Tech Support > Microsoft Windows > Development Resources > Why do I get a ? in front of text when open Unicode text file
Why do I get a ? in front of text when open Unicode text file
Posted by Angus on March 30th, 2007


Hello

I have a file which I created in Notepad on Windows. I pasted some
text from the clipboard into the file and when I saved I chose in the
Save As options Unicode.

But when I attempt to open the file like this:

typedef std::basic_string<TCHAR> tstring
tstring str;

DWORD dwSize = GetFileSize (hFile, &fs) ;

DWORD dwBytesRead;

TCHAR* szRead = new TCHAR[(dwSize + 1)];

BOOL bSuccess = ReadFile(hFile, szRead, dwSize, &dwBytesRead, NULL) ;

CloseHandle(hFile);

str = szRead;

delete [] szRead;

There is a ? as the first character of the string in szRead. Why? Is
there something I have missed when saving the file?
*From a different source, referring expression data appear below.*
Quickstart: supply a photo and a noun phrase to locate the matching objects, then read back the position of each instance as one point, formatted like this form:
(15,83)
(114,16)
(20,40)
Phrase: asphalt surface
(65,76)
Posted by [Jongware] on March 30th, 2007


"Angus" <anguscomber@gmail.com> wrote in message
news:1175247903.905060.204040@e65g2000hsc.googlegr oups.com...
To recognize valid Unicode files, Notepad writes the character sequence FFh
FEh as the first 2 characters. This is as recommended by the Unicode
consortium -- a smart program can (a) see it is actually Unicode, and (b)
see what byte ordering is used.
The FFh-FEh sequence was chosen because the Windows characters FFh and FEh
aren't very likely to start a file with (FYI these are a thorn and an y with
umlaut). The Unicode org declared both two-byte sequences FFFEh and FEFFh to
be 'invalid', so they may *not* appear inside a valid Unicode string.
Beware, what you now have in memory is (rather: should be) not a valid
string.
Why the '?' ? Because there is no character associated with that code -- and
there shouldn't be one, too.

Best practice is to examine the first 2 bytes of a file to check if they are
one of the Unicode markers, and ignore them if they are there.

[Jongware]



Posted by Ulrich Eckhardt on March 30th, 2007


Angus wrote:
This will in fact save it not as Unicode, which is not a file format, but in
UTF-16, which is a fileformat capable of holding the whole Unicode range of
characters.

File size in bytes.

A string of TCHARs, one for each byte in the file plus one more. Use
std::vector for such things.

This in turn is a read operation that uses bytes.

FYI: A TCHAR isn't necessarily the same as a byte or a char. Also take into
account that you might have to convert the external file to the internal
codeset, it is only under win32 that a wchar_t is interpreted as UTF-16.

As already pointed out, this is a BOM (in fact it should be two characters)
and the debugger can't display it correctly anyway.